Veröffentlicht in Aus dem Alltag, Glauben, Persönlichkeit

Gedankenkreise…

Ich sitze mit meiner Schwester in unserem Wohnzimmer. Wir arbeiten. Da die Universitätsbibliothek ein paar Tage geschlossen hat, sind wir auf Home Office umgestiegen. Das hat auch einige Vorteile: ganz Streber, wie wir sind, können wir uns so schon vor 9 Uhr treffen. Wir können nebenher Kaffee trinken und bis zum Bad müssen wir nur einmal durch den Flur laufen. Und wenn ich meine Karteikarten vergessen habe, ist keine erneute Wanderung zum Schließfach nötig. Im Hintergrund laufen „sphärische Lernklänge“ oder melodische Klavier- und Gitarrenmusik. Irgendetwas, was man bei YouTube unter „Study Music“ findet.

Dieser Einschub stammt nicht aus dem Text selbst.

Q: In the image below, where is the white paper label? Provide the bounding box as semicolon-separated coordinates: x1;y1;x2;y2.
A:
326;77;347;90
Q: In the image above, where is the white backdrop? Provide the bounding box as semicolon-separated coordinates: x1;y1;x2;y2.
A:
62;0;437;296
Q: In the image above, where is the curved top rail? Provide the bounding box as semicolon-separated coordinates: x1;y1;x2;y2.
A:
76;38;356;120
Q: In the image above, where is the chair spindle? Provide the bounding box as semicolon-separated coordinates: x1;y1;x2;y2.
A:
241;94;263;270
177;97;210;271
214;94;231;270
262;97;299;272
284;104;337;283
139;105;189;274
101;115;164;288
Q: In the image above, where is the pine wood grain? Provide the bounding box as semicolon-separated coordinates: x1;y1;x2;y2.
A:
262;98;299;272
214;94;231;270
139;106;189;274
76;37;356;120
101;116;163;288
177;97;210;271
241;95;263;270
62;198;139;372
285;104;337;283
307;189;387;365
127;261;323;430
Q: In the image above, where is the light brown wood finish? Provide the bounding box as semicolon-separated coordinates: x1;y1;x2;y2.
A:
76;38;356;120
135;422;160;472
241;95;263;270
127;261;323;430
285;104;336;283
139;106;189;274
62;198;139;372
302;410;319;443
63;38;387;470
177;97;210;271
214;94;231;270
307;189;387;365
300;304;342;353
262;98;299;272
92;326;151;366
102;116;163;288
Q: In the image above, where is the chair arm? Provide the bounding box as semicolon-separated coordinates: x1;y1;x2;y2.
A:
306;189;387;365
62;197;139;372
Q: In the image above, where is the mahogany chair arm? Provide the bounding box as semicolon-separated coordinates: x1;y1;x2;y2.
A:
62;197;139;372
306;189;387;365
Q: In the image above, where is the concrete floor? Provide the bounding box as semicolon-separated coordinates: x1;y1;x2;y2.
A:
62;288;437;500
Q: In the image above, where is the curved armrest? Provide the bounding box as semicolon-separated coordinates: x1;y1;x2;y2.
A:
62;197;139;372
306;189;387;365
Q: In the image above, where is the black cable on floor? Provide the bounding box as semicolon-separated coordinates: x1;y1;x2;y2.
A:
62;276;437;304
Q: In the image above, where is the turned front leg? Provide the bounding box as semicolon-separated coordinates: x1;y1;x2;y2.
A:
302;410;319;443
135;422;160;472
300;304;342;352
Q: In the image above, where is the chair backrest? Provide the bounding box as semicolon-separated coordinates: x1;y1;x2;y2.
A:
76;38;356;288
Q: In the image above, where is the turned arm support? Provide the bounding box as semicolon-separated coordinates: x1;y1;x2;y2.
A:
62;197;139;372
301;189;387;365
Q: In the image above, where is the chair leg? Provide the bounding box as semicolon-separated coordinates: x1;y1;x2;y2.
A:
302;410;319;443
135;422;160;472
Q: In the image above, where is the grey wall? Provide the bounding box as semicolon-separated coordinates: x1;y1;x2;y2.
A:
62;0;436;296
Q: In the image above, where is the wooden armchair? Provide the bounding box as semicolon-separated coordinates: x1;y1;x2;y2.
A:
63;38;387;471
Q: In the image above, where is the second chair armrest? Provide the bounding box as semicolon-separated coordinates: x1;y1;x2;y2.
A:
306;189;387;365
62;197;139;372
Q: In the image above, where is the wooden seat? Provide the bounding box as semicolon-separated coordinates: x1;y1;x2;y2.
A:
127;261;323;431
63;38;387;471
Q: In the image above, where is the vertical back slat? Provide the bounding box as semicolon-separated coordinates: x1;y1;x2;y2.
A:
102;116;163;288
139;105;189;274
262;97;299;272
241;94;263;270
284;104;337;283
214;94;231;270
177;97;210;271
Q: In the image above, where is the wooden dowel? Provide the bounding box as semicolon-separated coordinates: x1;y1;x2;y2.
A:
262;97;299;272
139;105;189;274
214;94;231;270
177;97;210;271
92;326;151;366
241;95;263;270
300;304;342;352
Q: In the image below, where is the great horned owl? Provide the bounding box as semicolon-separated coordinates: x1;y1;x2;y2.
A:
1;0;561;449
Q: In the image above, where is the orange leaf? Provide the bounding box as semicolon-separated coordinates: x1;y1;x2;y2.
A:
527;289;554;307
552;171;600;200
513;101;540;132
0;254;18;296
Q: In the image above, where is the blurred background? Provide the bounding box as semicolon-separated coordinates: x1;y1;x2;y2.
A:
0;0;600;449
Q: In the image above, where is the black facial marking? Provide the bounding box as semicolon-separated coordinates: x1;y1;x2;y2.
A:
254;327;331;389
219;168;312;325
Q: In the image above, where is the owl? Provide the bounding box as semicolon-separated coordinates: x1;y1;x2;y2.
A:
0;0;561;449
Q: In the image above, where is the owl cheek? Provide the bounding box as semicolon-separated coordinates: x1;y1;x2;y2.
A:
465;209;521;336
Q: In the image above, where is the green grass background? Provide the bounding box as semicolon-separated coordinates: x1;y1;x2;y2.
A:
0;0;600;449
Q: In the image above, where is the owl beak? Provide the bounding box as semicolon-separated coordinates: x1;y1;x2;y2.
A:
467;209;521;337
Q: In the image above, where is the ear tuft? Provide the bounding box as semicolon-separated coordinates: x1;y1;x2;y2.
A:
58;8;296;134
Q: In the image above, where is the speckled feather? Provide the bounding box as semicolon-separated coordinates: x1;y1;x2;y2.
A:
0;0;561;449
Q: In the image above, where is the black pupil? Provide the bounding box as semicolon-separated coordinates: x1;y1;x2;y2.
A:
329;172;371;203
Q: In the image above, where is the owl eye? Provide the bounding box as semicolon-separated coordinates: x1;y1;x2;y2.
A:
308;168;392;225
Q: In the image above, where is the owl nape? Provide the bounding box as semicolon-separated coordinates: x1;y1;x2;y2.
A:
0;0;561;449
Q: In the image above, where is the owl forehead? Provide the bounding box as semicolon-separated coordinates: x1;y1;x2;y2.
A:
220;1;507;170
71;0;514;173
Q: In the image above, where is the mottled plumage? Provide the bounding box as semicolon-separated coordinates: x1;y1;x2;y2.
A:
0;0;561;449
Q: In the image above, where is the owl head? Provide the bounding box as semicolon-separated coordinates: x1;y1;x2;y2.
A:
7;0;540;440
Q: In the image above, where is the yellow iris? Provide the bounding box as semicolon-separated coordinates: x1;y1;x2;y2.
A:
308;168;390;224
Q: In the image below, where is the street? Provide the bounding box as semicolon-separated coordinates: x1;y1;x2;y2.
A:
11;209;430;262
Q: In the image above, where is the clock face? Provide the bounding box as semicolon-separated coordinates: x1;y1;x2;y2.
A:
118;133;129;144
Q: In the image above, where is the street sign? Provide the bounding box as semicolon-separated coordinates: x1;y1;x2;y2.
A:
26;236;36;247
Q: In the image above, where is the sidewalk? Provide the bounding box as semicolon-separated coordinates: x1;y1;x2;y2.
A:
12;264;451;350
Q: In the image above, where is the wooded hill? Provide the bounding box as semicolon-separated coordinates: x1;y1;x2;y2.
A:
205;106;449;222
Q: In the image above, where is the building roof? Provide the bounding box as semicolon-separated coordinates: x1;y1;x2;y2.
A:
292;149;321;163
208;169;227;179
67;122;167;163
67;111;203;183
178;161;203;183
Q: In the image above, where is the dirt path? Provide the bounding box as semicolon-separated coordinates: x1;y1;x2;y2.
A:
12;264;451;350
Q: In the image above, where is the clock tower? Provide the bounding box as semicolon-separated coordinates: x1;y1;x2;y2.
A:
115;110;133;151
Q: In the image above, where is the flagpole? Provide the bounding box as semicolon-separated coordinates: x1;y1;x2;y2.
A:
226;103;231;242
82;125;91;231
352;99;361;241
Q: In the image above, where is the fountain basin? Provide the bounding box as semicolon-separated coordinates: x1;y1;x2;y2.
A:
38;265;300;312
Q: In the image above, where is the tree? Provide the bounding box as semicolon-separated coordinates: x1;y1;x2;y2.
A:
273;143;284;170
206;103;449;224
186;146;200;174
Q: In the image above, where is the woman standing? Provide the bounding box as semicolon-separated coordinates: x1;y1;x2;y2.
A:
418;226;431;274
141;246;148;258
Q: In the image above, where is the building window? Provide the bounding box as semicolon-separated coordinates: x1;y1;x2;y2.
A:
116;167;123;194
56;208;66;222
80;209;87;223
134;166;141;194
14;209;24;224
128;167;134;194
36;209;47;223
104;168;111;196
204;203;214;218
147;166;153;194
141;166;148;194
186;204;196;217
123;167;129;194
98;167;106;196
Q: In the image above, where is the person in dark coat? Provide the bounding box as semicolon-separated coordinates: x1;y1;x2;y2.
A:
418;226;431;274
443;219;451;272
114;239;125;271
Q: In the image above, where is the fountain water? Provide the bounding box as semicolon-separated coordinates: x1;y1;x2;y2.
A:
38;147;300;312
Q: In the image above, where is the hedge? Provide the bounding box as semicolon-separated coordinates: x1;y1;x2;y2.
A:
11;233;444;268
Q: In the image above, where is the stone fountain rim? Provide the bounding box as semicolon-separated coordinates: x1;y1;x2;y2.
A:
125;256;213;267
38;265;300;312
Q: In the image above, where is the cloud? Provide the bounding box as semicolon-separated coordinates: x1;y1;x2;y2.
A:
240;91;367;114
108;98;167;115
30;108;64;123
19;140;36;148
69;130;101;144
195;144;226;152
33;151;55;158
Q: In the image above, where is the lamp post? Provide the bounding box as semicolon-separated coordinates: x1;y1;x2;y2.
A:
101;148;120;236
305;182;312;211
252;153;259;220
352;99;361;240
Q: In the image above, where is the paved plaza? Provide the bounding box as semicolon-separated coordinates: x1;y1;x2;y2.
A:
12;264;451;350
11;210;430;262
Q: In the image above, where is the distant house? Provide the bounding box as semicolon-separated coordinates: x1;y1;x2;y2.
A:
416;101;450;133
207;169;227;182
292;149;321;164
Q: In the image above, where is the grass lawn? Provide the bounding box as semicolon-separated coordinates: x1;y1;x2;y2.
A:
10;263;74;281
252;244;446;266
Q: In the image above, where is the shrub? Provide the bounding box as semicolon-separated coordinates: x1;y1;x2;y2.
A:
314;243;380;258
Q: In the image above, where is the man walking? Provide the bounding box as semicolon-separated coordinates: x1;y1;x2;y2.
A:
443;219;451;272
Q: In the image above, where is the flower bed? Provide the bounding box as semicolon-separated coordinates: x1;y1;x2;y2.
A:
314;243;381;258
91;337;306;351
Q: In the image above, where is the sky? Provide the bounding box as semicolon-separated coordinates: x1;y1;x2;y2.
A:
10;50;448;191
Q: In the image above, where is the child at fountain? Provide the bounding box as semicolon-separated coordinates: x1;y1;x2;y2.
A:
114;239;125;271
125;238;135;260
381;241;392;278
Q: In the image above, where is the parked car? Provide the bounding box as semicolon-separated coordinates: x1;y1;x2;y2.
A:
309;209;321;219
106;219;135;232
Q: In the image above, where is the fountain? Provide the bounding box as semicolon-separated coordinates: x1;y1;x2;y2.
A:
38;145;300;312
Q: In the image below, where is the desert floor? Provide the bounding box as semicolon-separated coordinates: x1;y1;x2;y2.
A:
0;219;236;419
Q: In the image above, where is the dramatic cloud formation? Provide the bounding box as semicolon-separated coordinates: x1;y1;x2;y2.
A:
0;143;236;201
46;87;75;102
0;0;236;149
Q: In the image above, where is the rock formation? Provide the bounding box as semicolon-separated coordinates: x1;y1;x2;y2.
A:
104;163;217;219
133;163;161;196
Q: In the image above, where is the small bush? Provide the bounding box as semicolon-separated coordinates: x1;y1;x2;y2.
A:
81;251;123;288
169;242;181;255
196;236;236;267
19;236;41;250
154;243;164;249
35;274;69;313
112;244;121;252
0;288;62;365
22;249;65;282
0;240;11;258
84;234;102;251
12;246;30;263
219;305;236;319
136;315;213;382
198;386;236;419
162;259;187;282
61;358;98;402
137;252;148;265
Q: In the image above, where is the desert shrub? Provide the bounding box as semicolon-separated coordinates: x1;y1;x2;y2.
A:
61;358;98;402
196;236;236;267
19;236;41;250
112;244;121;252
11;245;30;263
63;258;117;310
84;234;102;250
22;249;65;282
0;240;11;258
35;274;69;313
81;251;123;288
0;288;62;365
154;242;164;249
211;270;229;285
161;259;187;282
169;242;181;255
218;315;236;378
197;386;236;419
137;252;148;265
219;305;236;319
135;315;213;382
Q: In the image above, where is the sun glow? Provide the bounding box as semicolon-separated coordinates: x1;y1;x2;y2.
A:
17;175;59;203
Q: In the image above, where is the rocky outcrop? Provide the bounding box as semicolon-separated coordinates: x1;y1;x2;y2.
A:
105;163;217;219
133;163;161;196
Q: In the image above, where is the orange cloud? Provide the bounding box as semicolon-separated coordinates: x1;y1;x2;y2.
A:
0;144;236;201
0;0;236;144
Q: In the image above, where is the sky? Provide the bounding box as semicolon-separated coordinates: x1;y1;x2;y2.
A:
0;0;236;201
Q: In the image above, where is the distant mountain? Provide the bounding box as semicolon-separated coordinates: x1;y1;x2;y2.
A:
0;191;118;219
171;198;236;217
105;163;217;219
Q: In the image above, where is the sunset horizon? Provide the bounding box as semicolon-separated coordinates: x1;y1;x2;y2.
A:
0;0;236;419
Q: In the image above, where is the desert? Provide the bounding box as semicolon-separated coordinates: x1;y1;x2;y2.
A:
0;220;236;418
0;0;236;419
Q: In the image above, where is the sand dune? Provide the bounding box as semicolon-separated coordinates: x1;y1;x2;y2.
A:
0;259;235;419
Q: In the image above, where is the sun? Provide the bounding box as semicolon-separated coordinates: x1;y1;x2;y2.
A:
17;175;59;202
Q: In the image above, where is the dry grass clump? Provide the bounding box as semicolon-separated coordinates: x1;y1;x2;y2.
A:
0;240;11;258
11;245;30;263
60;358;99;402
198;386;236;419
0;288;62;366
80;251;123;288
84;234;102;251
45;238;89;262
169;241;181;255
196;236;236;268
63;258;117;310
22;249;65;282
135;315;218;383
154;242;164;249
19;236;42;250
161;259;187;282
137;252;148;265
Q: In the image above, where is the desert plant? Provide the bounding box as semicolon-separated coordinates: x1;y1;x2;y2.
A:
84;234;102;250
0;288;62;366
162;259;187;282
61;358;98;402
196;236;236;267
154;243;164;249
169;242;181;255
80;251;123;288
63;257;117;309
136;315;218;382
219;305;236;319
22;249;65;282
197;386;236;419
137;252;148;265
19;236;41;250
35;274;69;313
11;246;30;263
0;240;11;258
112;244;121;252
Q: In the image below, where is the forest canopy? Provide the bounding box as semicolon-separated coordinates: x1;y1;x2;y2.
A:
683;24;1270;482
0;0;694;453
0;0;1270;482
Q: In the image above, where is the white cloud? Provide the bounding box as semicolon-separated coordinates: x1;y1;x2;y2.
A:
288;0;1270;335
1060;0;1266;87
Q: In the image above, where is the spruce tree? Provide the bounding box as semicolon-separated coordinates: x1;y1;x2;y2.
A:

Gestern konnte ich diese Vormittagsstunden wunderbar produktiv nutzen. Doch heute passiert es, ganz plötzlich, nach etwa ein bis zwei Stunden: Meine Gedanken fangen an zu kreisen. Und sie sind nicht mehr zu stoppen. Urplötzlich fällt mir alles ein, was mein Mann und ich in den Osterferien vorhaben und dass es eigentlich viel zu viel ist. Und kaum etwas hat schon einen festen Termin! Es sind schöne Dinge, aber auch viele, die einfach endlich erledigt werden müssen. Umso länger ich darüber nachdenke, umso mehr fällt mir ein. Ich kann nicht weiterlernen. Ich starre nach wie vor gebannt auf mein Buch, aber in meinem Kopf kommen keine ganzen Sätze mehr an.

Ich bin schon immer jemand gewesen, der sich in Gedanken verlieren kann. Schon als Kind – da waren es irgendwelche schrägen Fantasiewelten (die ich bis heute bildlich vor Augen habe…). Später ein schlechtes Gewissen, das ich einfach nicht loswurde, bis ich ein schlechtes Gewissen wegen meines schlechten Gewissens hatte (das passiert mir manchmal immer noch). Heute sind es oft Sorgen über die Gegenwart oder Zukunft oder Fragen nach Sinnhaftigkeit. Es sind Ängste, dass ich etwas nicht schaffe. Unsicherheiten, wenn es keinen konkreten Plan gibt. Und manchmal denke ich eben so sehr über etwas nach, dass ich mich ganz darin verliere und irgendwann gar nicht mehr weiß, worin genau das ursprüngliche Problem bestand. Es kommt vor, dass ich zu diesem Zeitpunkt schon völlig verzweifelt und durchgedreht bin. Du kennst das? Herzlich willkommen, du bist nicht allein.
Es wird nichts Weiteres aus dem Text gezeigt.